“Unveiled” play attempts to combat xenophobia and foster understanding

Originally written and produced by Chicago-based writer, Rohina Malik, the play, Unveiled opened at the Wits Theatre on Friday 15 July as a part of the 969 Festival in Johannesburg. The play, which was performed by KZN-born Gulshan Mia, features five different Muslim women and their experiences in America post-9/11 combatting Islamophobia. The Daily Vox team checked out a performance. 

The play is a monologue in which Mia addresses an unseen character, although at times it feels like she was talking directly to the audience. She goes through each of the characters and explains stories and experiences. As each character addresses the audience/unseen character, they serve tea as they talk. The serving of tea and the Islamophobia that the women experience seem to be the binding commonalities between the characters.

The first is a Pakistani dressmaker (although she refers to herself as an “artist”).

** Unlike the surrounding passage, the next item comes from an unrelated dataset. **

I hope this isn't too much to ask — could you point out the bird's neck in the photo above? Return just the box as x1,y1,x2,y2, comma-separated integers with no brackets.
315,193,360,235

She speaks to a client and relates the reasons why she stopped designing dresses. She offers her chocolate chai, her own invention. She has stopped making wedding dresses because of the trauma she experienced when she got attacked at a wedding. This first story closely resembles the real-life experience of the playwright Rohina Malik and the reason why she wrote the play in the first place.

The next character is Nur, a Moroccan lawyer who serves Moroccan mint tea to her client – a rape victim who does not want to talk about what happened to her. Nur then tells her client about how she fell in love with a guy who was outside of her cultural circle but he got accepted by her family because of his good nature. But her happiness was marred when they were attacked because of their religion – her husband was killed and she was raped. But she finds strength from her strong mother who tells her that silence can sometimes be a crime after she refuses at first to speak about what happened to her.

The third woman is an African American woman, Inez, who drinks kahwa sada coffee. She says that her grandmother used to tell her that she had three strikes against her because she was black, a woman and Muslim. She was forced to remove her headscarf on September 11th because it was not safe to wear it and she wanted to protect her unborn child from harm. The woman also says that she has been judged by the sisters in her community.

The fourth woman is a rapper, Shabana, whose father is from Kashmir and mother is from Hyderabad. She lives in London and drinks pink Kashmiri chai “like the sunset”. She talks about her decision to wear the hijab/headscarf and how she had to hide it from her mother who says it’s dangerous because of the political climate that exists post-9/11. She then talks about what she terms real oppression, apart from the idea of oppression that exists about veiled women. She says real oppression is in the racism that exists as a colonial after-effect and manifests in her mother’s obsession with fair skin. That is why she writes and raps, she says.

The final character is a Middle Eastern (I wasn’t sure which country she came from exactly) restaurant owner, Layla. she offers her patrons sage tea and she talks about her experience of 9/11. She has been named after the Night of Power (Laylatul Qadr) which is a sacred night for Muslims in the month of Ramadaan. She had always thought of herself as weak, but on that day she found her strength and stood up to a boy who was assaulting a friend of hers.

The play was quite powerful, with each of the stories resonating with me a lot in their portrayal of Muslim women from all walks of life. Each of the characters reminded me of the women in my life like my mother, sister, friends and other strong women I had have the privilege of meeting. My favourite characters had to have been Nur because of the way she overcame so much and still wanted to help others, and Shabana, especially because she says wearing the headscarf is a part of her feminism.

Gulshan Mia’s acting was also wonderful, with her transition between characters done effortlessly. Some other audience members found the characters relatable, as did I. However, each character also showed, most importantly, the heterogeneity that exists in the Muslim community. Often, Muslim women are clumped together by Western media as a homogeneous group of veiled, oppressed women who are subordinate to men and have no agency or voice. This play, besides tackling Islamophobia, discrimination and bigotry, also showcased how different Muslim women actually are from each other.

The play has a very important message, especially in the current climate that exists globally where Muslims, and in particular Muslim women, are subject to the most terrible acts of discrimination and violence. The levels of Islamophobia in South Africa might not be as high as the rest of the world but other themes like the racism which Shabana talks about in terms of her community’s obsession with fair skin and the discrimination which the women face by virtue of being not just Muslim but women in certain cases made an impact for me and made the play very enlightening and enjoyable.